Biographie de MAMA KEITA

François Bensignor octobre 1996

 

Mariamagbé ou simplement Mama Keïta possède une de ces voix de charme qui savent trouver la voie du coeur.

La fraîcheur ingénue de l'enfance illumine son visage lorsqu'elle évoque sa ville natale, Kankan, à l'est de la Guinée. Petite fille, elle fréquente assidûment les fêtes de mariage, de baptême, où elle laisse libre cours à son inclination profonde pour la danse et le chant.

Quelle offense pour son père, le jour où il l'apprend ! Comment une Keïta peut-elle trahir son nom en agissant comme une fille de griot ? Fi de l'interdiction paternelle, Mama continue à chanter dans les fêtes, en cachette.

Jusqu'au matin fatal où deux des meilleurs chefs d'orchestres de la ville viennent supplier le vieux Keïta de leur laisser sa fille. À onze ans, elle est si douée qu'ils la veulent chacun dans leurs spectacles respectifs : au festival national de Conakry, ils veulent être les meilleurs. Toute une journée, intraitable, le père oppose son refus. Mais Demba Camara tient bon, après le forfait de son concurrent, jusqu'à ce que le père accepte enfin.

Étrangère parmi les griots, Mama Keïta devra faire preuve d'autant plus de persévérance et de talent pour imposer sa personnalité. Elle la forge, à force de travail, durant plusieurs années auprès de ce grand ensemble traditionnel d'une cinquantaine de membres, l'un des plus réputés de Guinée.
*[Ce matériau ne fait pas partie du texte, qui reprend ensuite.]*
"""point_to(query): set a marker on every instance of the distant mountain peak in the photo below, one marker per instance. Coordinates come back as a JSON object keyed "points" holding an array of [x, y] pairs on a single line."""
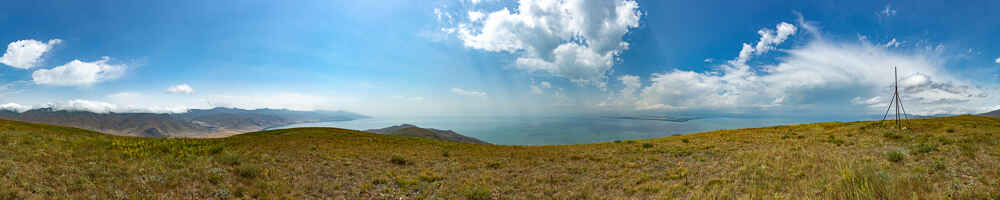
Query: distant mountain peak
{"points": [[410, 130]]}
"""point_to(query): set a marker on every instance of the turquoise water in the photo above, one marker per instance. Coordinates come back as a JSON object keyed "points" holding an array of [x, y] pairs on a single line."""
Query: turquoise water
{"points": [[558, 130]]}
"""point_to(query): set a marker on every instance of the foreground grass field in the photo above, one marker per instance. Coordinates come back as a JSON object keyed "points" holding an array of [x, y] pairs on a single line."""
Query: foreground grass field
{"points": [[939, 158]]}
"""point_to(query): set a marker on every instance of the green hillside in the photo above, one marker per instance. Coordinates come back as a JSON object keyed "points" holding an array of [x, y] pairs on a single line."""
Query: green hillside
{"points": [[939, 158]]}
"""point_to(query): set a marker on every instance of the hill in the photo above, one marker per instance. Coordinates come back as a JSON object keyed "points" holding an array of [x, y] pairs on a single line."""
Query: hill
{"points": [[938, 158], [995, 113], [409, 130], [216, 122]]}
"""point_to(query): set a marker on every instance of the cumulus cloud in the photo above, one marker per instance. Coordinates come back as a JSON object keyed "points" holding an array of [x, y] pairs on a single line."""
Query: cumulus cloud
{"points": [[628, 95], [475, 16], [471, 93], [414, 98], [768, 39], [181, 89], [25, 54], [820, 72], [888, 11], [540, 87], [576, 40], [892, 43], [79, 73]]}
En 1983, elle s'émancipe de la pure tradition, part pour Abidjan et rejoint l'orchestre moderne du Guinéen Baba Djan. En cinq ans, sa réputation de chanteuse-danseuse s'affermit. La voici à Londres en 1988 avec le petit groupe traditionnel du frère de Mory Kanté, Djeli Moussa Diawara. Ils y enregistrent l'album Subindoor .

Dans la capitale britannique, Mama Keïta fait la connaissance du Malien Ali Farka Touré. Le bluesman du Sahel s'intéresse à elle, l'engage pour les six mois de sa tournée internationale et lui prédit un brillant avenir de chanteuse.

De retour dans l'orchestre de Baba Djan, Mama s'installe à Paris en 1989. Le manager du groupe, Otis Mbaye -- celui qui a conduit Mory Kanté jusqu'à son immense succès international -- a compris le potentiel de la jeune chanteuse. Elle sera la première artiste produite sur son nouveau label, Mi Cora Son.

Il choisit de présenter son talent dans l'écrin très doux d'un accompagnement acoustique. Légèreté des guitares, souvent à l'unisson ; fluidité du piano au son classique mais à l'approche moderne ; commentaires discrets de la cora ; architecture solide des ch urs et des percus. L'album de Mama Keïta trace la ligne esthétique d'une direction nouvelle donnée à la musique d'Afrique de l'Ouest.